Antes de iniciar su entrenamiento con la guardia real, Theo planeaba pasar a buscar su brújula al taller del relojero.

—Pensé que no volvería, joven. Aquí tiene —dijo el anciano, entregándole una reluciente brújula de oro, perfectamente calibrada, con una aguja fina, adornada con grabados elegantes.

Theo contempló el instrumento, admirando cómo la aguja oscilaba con cada movimiento, pero volvía a clavarse con firmeza apuntando al norte.

—¿Y ahora... a dónde debo ir? —preguntó al aire, casi como si esperara una señal divina.

—Al campo de entrenamiento, al noreste de la ciudad —respondió en su mente la voz del hechicero, con precisión oportuna.

Theo llevaba su morral, donde guardaba la punta de arpón, con la esperanza de repararla y mejorar su manejo. Sin embargo, al llegar a los cuarteles de la guardia, su entusiasmo naufragó de inmediato.

—Escuchen, reclutas: hoy solo cargarán barriles —anunció Molk, mientras los nuevos aspirantes de la élite militar escuchaban en silencio.

—Sostendrán los barriles frente a ustedes, los cargarán en sus hombros y marcharán por todo el campo, ida y vuelta, hasta que el sol se esconda. ¿Quedó claro?

La voz de Molk retumbó entre las murallas.—¡Sí, capitán! —respondieron todos al unísono, sacudiendo el suelo con su grito. Incluso Theo sintió cómo su cuerpo reaccionaba al eco autoritario.

Molk se acercó a Theo y le dijo con franqueza:

—No habrá trato preferencial. La cofradía colabora con la ciudad, sí, pero yo no bajo mis estándares por nadie.

Theo temblaba frente a la imponente figura del capitán, vestido con armadura de placas ornamentadas. El filo de su hacha doble sobresalía de su espalda, intimidante.

—Tienes acceso a las instalaciones bajo mi orden. Aprovecha todo lo que puedas. —sentenció.

—Sí, capitán —respondió Theo, haciendo acopio de valor. El aura de Molk era abrumadora.

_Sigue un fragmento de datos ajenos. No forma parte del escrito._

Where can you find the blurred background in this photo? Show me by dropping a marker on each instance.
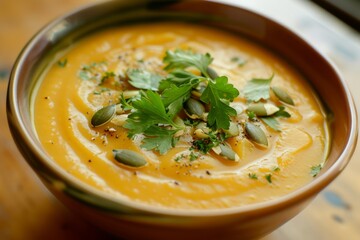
(28, 210)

Miró el barril frente a él. Había cargado muchos en los muelles, pero algo le decía que este sería distinto. Alzó la vista hacia el campo de entrenamiento: una vasta extensión de tierra seca, rodeada de murallas, con barracas para soldados y torres de vigilancia en las esquinas. Al costado estaban los establos, y por lo que sabía, también allí se enseñaba equitación.

—¡Vamos, reclutas, tomen su barril! —ordenó Molk, cortando la contemplación de Theo.

—¡Sobre los hombros, marchando!

Los reclutas obedecieron sin demora. Theo se preparó para levantar el suyo.

—¿Desde cuándo pesan tanto...? —se quejó en voz baja.

—Están rellenos con piedra y tierra. Son más pesados que los de los muelles —respondió un compañero, dejando claro que sería un largo día.

Después de varias vueltas al campo, Theo estaba agotado. Le temblaban los brazos, las piernas le ardían, y con un jadeo, dejó caer el barril.

—¿Acaso piensas proteger a los que amas con esa actitud? —rugió Molk, con palabras que cortaban más que su hacha.

Como una puñalada en una herida abierta, su voz tocó la fibra más sensible de Theo. El joven se cerró en sí mismo. Todo sonido se apagó, solo escuchaba un zumbido, como aquella noche… como cuando sostuvo el cuerpo frío de su madre.

Sus venas se dilataron. Su cuerpo, antes agotado, parecía ahora lleno de energía salvaje. Sin decir una palabra, tomó el barril y reanudó la marcha con determinación.

—¿Quién es ese? —preguntó el segundo al mando, sorprendido.

—Un diamante en bruto, sin duda —respondió Molk, observando con aprobación.

—Es todo por hoy, reclutas. Pueden descansar —anunció el suboficial. Molk ya se había retirado tras recibir una alerta urgente.

—Diríjanse a las barracas, coman, duerman y prepárense para mañana.

Theo se acercó casi arrastrándose, cubierto de sudor, polvo y fatiga.

—Señor —dijo, recobrando el aliento—, mañana debo atender unos asuntos con la organización.

—El capitán Molk me informó. Tienes permiso hasta el mediodía. Después de comer, vuelves al entrenamiento. Son órdenes directas.

—Entendido —respondió Theo, al borde del colapso.

Mientras se alejaba, sus puños se apretaron. Un leve temblor recorría sus dedos: una mezcla de rabia, determinación y dolor. Si de verdad quería proteger lo que amaba, tendría que soportarlo todo… por la promesa sellada en sangre que le hizo a su madre.